History of the castle
The Maupas, Morogues and Parassy estate, ancient domain of the House of Seuly, was bought by Jean Dumesnil-Simon, bailiff to the Berry region in the fifteenth century. Dumesnil-Simon did a complete overhaul of the old manor and ordered the construction of the core and the south wing of the current building.
In 1682, Sir Antoine Agard, Lord of Vailly and descendant of an old family from the city of Verzon, in the Berry region, paid thirty-six thousand pounds for the property. His son, Pierre Agard, a colonel in the Piémont Regiment of the Royal Cavalry and in the Infantry Regiment at Perthuis, inherited the estate. In 1725, as a reward for his services to the Crown, King Louis XV raised the lands of Pierre Agard to the status of a March, and the marquis Pierre Agard de Maupas became the first owner of the March of Maupas, Morogue and Parassy.

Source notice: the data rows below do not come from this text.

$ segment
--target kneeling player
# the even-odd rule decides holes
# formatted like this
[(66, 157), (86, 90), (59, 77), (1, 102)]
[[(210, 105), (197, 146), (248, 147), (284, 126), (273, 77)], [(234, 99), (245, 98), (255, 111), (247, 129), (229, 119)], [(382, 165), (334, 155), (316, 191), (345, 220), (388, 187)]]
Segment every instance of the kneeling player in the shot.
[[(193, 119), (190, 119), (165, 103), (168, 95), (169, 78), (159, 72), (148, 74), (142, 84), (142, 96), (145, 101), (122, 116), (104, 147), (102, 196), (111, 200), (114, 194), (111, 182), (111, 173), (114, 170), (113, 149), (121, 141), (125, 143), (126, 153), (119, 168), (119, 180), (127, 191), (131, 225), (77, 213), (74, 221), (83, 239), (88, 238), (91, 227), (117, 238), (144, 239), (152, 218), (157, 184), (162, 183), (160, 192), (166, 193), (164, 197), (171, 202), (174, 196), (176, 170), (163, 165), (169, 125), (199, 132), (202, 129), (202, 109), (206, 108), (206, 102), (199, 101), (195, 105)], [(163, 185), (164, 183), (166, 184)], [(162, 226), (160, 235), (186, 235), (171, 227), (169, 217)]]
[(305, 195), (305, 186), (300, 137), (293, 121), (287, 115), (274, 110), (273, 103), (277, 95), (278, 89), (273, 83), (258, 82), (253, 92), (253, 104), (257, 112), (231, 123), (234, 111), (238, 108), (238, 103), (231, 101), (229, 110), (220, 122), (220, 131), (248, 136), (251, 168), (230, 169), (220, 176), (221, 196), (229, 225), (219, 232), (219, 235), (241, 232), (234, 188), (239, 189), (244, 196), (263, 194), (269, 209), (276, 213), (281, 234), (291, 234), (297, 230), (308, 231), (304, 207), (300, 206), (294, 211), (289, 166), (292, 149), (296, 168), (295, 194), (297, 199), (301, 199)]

The French Revolution forced many aristocrats into exile, and the young lieutenant-colonel Jérôme Agard, grandson of Pierre, accompanied the French princes as they sought refuge in England and Germany. After the 1802 amnesty, Jérôme returned to France to discover that the Castle and lands that used to belong to his family had been sold by the Republic to the Guibert family, originally from the nearby village of Henrichemont.
The Guiberts agreed to sell him a part of the property: the Castle, the woods and the farming lands. The castle still belongs to the de Maupas family, who, just like their forefathers, has a commitment to keep and preserve the traditions started by Sir Antoine de Maupas.